Costruire un consenso personale e ottenere l’appoggio dell’esercito per varare riforme indispensabili a evitare l’implosione del sistema è la missione di Xi Jiping, il “leader fragile e solo” che il 17 marzo sarà  incoronato “imperatore” della seconda economia mondiale. Il primo passo è stato mosso ieri, quando a Pechino i tremila deputati dell’Assemblea Nazionale del Popolo hanno aperto la sessione annuale. Wen Jiabao ha tenuto il suo “rapporto d’addio”, ricordando i trionfi economici del “decennio d’oro” cinese, segnato da una crescita del Pil a doppia cifra. Wen ha ridotto al 7,5% gli obbiettivi di crescita per il 2013, inferiori anche al 7,8% dell’anno scorso, peggior risultato degli ultimi tredici anni. Continuerà  invece a rafforzarsi il budget della difesa, che tanto allarma i vicini dell’Asia e il presidente Usa, Barack Obama. Le spese militari saliranno ufficialmente del 10,7%, rispetto all’11,6% del 2012, impegnando quasi 116 miliardi di dollari. Nel Pacifico la tensione continua a salire — ha spiegato Fu Ying, prima donna portavoce del parlamento — e Pechino è decisa a trasformare i 2,5 milioni di soldati del suo esercito nell’armata più moderna del pianeta.

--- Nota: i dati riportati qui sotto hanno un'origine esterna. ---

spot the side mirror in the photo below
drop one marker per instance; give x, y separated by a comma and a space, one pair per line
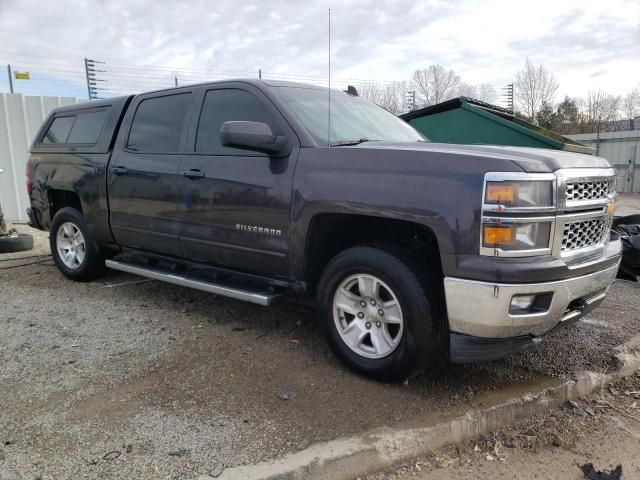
251, 136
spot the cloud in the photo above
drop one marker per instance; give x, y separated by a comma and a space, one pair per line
484, 41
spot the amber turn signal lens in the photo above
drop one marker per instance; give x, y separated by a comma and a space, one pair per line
498, 236
497, 193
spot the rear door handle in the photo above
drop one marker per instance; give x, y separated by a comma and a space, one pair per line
119, 170
193, 174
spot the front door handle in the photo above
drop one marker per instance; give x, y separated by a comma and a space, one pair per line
119, 170
193, 174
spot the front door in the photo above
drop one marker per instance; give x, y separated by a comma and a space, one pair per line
143, 174
235, 203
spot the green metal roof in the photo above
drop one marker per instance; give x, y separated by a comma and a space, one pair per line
469, 121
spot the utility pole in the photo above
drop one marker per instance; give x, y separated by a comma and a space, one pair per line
86, 71
509, 97
10, 79
410, 100
92, 81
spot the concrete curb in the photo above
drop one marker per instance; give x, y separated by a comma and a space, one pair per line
379, 449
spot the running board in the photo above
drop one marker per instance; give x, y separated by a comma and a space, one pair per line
225, 289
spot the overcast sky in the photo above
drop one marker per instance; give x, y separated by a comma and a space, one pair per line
586, 44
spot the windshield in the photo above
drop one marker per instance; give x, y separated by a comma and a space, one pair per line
353, 119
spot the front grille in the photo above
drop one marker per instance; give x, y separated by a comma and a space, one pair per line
584, 234
590, 190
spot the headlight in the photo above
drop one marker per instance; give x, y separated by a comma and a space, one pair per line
519, 194
517, 236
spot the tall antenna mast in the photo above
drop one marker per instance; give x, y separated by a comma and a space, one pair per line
329, 109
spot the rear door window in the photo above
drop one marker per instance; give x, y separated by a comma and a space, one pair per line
87, 127
59, 129
157, 124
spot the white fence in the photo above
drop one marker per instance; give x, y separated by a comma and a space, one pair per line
20, 119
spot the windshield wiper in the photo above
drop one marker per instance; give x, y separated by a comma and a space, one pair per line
349, 142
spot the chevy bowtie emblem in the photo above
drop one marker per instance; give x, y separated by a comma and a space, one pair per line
257, 229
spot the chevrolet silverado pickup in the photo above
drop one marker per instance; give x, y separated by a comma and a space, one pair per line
413, 251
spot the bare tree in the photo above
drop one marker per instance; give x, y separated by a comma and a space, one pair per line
599, 108
631, 104
389, 96
374, 92
533, 87
435, 84
487, 93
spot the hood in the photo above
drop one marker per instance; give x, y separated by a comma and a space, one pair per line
533, 160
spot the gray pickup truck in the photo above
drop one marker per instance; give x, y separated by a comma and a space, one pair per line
415, 252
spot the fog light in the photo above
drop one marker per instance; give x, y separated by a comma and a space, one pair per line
522, 303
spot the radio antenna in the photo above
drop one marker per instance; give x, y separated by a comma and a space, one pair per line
329, 109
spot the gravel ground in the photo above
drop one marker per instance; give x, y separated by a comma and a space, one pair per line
602, 429
129, 378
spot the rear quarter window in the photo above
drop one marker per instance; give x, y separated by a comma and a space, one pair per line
59, 129
87, 127
157, 124
81, 128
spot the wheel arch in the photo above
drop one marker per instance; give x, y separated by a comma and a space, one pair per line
330, 233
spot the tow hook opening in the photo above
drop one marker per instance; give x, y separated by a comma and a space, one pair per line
526, 304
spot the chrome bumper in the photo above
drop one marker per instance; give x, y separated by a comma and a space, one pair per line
481, 309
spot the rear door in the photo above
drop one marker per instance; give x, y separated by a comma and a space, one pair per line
236, 203
143, 172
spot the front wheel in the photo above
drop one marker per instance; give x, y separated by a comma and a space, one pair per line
72, 246
381, 316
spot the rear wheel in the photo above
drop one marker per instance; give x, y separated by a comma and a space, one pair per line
73, 248
381, 316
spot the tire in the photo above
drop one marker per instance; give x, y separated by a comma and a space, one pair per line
416, 342
88, 263
16, 243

Tra le grandi novità  del “tramonto dei tecnocrati”, l’irruzione nell’Assemblea nazionale dei problemi che negli ultimi mesi hanno occupato la Rete e cominciato a formare un’opinione pubblica che sfugge alla censura. Al primo posto la lotta alla corruzione e ai privilegi dei funzionari, seguita dalla riduzione del divario tra ricchi e poveri, dalla deburocratizzazione del partito, dalla guerra allo smog e ai veleni che stanno intossicando il Paese, dalla sicurezza alimentare, dalla fine dell’obbligo di figlio unico e dall’estensione del welfare ad oltre duecento milioni di migranti. Assieme alla «trasparenza» e alla «sobrietà » del potere, l’accelerazione dell’urbanizzazione è il primo punto nell’agenda della nuova coppia Xi Jinping-Li Keqiang. Nelle campagne il reddito medio è un decimo di quello urbano e una massa di oltre 750 milioni di cinesi resta esclusa dai consumi. «La Cina però — ha detto Wen Jiabao — per non crollare deve sottrarsi alla monocoltura delle esportazioni». L’Occidente consumerà  meno e Pechino, per cambiare modello di sviluppo, deve prodursi anche i consumatori. Di qui la sfida dell’urbanizzazione, con decine di città  da espandere in metropoli entro cinque anni e con l’impressionante massa dei «trapiantati»
in attesa di fondi e diritti per convertirsi al «consumare è glorioso ». Un’impresa storica: a patto che nei prossimi giorni Xi Jinping conquisti l’esercito, lo convinca a lasciarlo meno solo nella lotta tra gli eredi di Jiang Zemin e di Hu Jintao, e a non cedere alle sirene della guerra che sempre più affollano l’Oriente. Riforme in cambio di stabilità : il «leader fragile » si gioca il futuro, il resto del mondo anche il presente.